Tuesday, September 19, 2006

If you can't beat 'em

The government is trying a new tactic in the decades old war on drugs. Taking a page from pot-smokers across the nation, the White House is starting to place their anti-drug public service announcements on YouTube. In doing so, they're putting themselves directly into the viewing cycle of people who watch self-made videos featuring horrible karaoke, live-action translations of video games, and mash-ups of songs with Japanese animation.

The thing is, this type of campaign may work, because it's finally taking a medium that is one of the main focal points for the people directly affected, and addressing the issues. Of course, the PSA's still are a bit hokey for their intended purpose in many ways, but the simple fact that the government is trying a new avenue and approach shows that, in spite of everything else they've done under the current administration, they can learn from what worked and what didn't.

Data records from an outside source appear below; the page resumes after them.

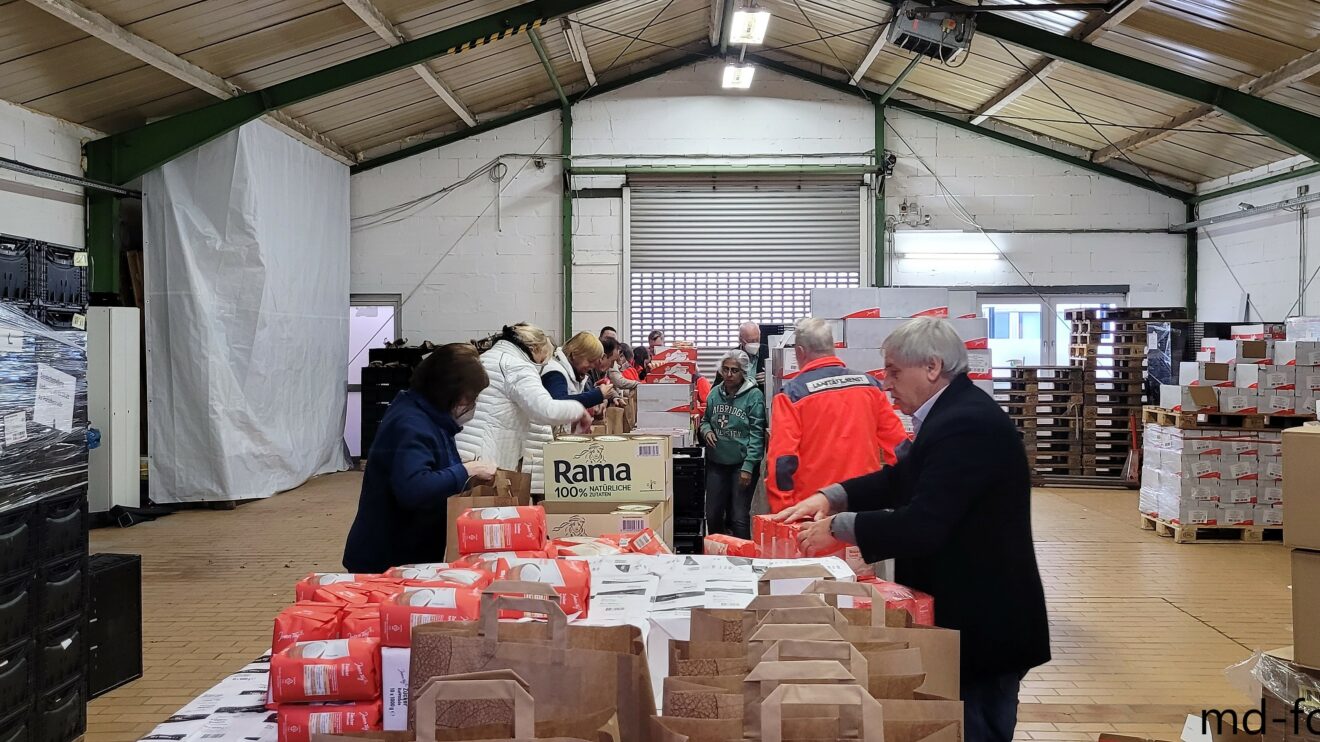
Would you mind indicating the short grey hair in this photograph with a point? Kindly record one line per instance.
(925, 339)
(738, 357)
(813, 336)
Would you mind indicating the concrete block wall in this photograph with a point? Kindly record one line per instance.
(1258, 256)
(29, 206)
(493, 277)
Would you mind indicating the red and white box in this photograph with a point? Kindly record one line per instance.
(846, 304)
(298, 721)
(1265, 376)
(722, 544)
(415, 606)
(335, 670)
(306, 588)
(500, 530)
(305, 622)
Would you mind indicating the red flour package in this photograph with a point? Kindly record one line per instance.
(359, 622)
(300, 721)
(306, 586)
(500, 530)
(335, 670)
(425, 605)
(305, 622)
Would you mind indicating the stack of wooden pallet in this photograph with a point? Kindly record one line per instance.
(1110, 347)
(1044, 402)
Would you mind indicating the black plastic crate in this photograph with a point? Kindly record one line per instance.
(16, 269)
(61, 284)
(115, 622)
(16, 676)
(61, 524)
(61, 716)
(60, 592)
(16, 604)
(61, 654)
(17, 541)
(17, 726)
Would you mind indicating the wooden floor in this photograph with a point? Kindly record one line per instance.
(1142, 627)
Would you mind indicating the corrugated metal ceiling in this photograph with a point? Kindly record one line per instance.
(50, 66)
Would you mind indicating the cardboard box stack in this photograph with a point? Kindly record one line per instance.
(1207, 477)
(1302, 534)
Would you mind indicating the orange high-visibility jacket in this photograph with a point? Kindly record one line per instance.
(828, 424)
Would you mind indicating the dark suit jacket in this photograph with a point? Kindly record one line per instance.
(955, 512)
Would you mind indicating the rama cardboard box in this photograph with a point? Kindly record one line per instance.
(565, 519)
(1200, 374)
(609, 468)
(1188, 399)
(845, 303)
(1302, 487)
(1306, 605)
(1265, 376)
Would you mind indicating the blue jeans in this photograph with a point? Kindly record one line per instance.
(727, 502)
(990, 708)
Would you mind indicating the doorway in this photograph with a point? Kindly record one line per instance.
(372, 321)
(1031, 329)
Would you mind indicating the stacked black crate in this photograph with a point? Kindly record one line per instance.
(388, 372)
(689, 499)
(42, 531)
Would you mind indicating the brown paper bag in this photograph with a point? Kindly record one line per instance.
(507, 489)
(582, 681)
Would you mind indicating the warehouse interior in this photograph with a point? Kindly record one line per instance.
(256, 201)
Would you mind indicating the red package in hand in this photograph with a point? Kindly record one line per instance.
(572, 580)
(425, 605)
(306, 588)
(359, 622)
(724, 544)
(500, 530)
(300, 721)
(364, 593)
(305, 622)
(335, 670)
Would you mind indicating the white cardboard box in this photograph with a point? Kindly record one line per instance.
(1265, 376)
(394, 680)
(845, 304)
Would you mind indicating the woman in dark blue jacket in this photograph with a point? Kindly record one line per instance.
(413, 465)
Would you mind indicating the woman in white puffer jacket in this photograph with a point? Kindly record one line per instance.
(515, 399)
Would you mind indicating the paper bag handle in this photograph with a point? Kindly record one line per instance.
(438, 689)
(790, 695)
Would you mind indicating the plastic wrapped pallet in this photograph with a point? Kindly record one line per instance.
(42, 409)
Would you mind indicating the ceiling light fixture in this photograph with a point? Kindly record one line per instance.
(738, 75)
(749, 25)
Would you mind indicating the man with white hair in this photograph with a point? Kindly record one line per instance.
(955, 514)
(829, 423)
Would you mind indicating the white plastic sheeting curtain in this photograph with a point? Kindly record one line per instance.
(247, 317)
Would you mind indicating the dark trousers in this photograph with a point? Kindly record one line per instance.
(990, 708)
(727, 502)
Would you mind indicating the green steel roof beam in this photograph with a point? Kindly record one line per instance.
(124, 156)
(1287, 126)
(549, 107)
(549, 67)
(997, 135)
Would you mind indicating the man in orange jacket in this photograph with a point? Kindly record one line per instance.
(828, 424)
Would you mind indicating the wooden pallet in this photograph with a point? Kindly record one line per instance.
(1212, 534)
(1216, 420)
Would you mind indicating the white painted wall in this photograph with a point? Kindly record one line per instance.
(494, 277)
(36, 139)
(1257, 256)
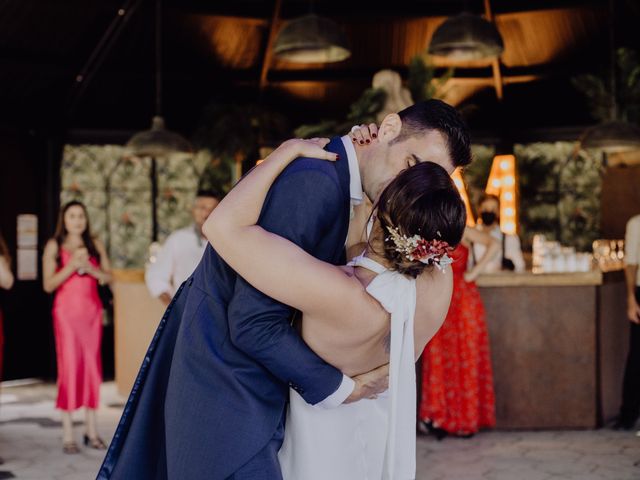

Of course, we also have to keep in mind that one of YouTube's favorite celebrities, and I use the term loosely, is someone who may have had a few run-ins with drug use herself. It almost makes you wonder if the White House is considering trying to put together a few new PSA's featuring Paris Hilton, in an attempt to bring around a wider audience.

Naturally, if this campaign works, we may see even more PSAs showing up on YouTube. Imagine NBC's "The More You Know" campaign playing on your computer while you're trying to find the funny video of the guy lighting his own face on fire with a flaming shot. Picture United Way commercials in place of watching Joe Thiesmann break his leg over and over again.

And just wait until the video mash-up of GDub with Paris. That'll be a real meeting of the minds, one for the record books.

It's a shame neither of them can read.